Inspiration
Growing up, music was a fundamental part of my life. Whether it was singing with my dad after he got off of work each day or blasting Billy Joel after I first got my driver's license; music has been fundamental to my development into a multilingual person.
Every time I become addicted to a song in a target language I am learning, my first goal is to translate the song, understand it word by word, and decode the grammatical structure of each line. But doing this manually for all 1109 songs in my playlist became too tiring too quickly, which sparked my inspiration to create Allegra AI. Moreover, I found that leveraging both traditional book study methods with immersive cultural immersion optimizes language acquisition, which Allegra AI aims to incorporate into its model.
## What it does The user creates an account with Allegra AI and initiates their learning by uploading one of their favorite songs in Spanish. Allegra then converts the speech into lyrics and prompts GPT4 to create questions for the user. The user then answers fill in the blank questions about the song and the app computes the user’s accuracy. From there, the user has the option of asking Allegra for help on any general grammatical question, where it then queries the vector DB using a similarity search method until it finds the concept that the user desires to study.
How I built it
To create this product, I used a Pinecone vector database, text-embedding-3-small, GPT4, Whisper 2, SKLearn k-mean nearest neighbor Machine Learning, Google page rank algorithm, Flask, SQLite, HTML5, CSS, vanilla.js.
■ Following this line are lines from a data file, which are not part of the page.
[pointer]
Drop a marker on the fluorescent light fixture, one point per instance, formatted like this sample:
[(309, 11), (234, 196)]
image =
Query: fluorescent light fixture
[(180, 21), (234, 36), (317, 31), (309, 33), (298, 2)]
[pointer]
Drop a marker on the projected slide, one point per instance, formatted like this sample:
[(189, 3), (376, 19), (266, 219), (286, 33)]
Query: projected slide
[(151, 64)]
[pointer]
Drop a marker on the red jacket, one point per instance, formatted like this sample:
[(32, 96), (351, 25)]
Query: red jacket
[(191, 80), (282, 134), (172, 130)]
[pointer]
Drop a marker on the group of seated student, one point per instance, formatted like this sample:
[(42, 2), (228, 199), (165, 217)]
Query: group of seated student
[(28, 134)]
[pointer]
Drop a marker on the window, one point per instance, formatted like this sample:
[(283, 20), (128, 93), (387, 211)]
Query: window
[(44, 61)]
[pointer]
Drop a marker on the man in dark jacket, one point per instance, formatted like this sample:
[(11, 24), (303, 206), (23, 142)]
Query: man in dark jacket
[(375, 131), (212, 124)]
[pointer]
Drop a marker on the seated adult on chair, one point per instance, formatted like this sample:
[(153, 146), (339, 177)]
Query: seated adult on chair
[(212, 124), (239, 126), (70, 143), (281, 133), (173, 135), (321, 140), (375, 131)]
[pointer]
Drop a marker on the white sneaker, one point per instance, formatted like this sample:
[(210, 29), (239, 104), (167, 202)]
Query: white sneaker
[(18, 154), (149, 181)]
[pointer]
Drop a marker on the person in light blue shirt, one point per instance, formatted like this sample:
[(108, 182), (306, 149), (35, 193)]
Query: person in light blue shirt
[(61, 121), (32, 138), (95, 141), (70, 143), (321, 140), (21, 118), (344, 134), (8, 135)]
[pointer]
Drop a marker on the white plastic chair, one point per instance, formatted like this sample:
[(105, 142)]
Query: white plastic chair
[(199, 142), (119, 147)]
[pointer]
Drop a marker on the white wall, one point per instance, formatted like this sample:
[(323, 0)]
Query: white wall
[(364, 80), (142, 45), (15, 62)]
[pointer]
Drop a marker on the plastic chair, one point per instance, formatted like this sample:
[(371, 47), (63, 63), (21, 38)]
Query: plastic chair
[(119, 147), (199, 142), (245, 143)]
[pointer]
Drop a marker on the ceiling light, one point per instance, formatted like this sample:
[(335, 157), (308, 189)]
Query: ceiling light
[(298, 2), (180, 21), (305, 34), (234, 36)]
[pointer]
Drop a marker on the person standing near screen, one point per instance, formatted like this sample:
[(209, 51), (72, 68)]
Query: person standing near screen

I first created a login system using SQLite to give each user access to their own unique account. The site then requests the song as an mp3 file from the user and employs the OpenAI Whisper model to convert it to text—GPT4 is then deployed to prepare questions from the lyrics surrounding grammatical concepts and vocabulary. Once the user answers the final questions, the vector database queries what topics the user wants to study (can be any question). I then ran a Sklearn KMeans clustering as well as the Google page rank algorithm (updated once a day) to determine how well the user is progressing on the leaderboard against other users.
Challenges I ran into
Some challenges I ran into was time. Originally, I had planned this application to be more personalized to the user, but because I was cut short on time, I had to keep features generalized instead of a customized learning platform that relied on a user’s strengths and weaknesses. Another challenge I ran was vectorizing the song itself, because I initially believed that the user could learn new grammatical concepts from lyrics. I quickly realized that this wouldn’t be enough for the user, which prompted me to use a LibreTexts Spanish textbook to supplement the user’s learning.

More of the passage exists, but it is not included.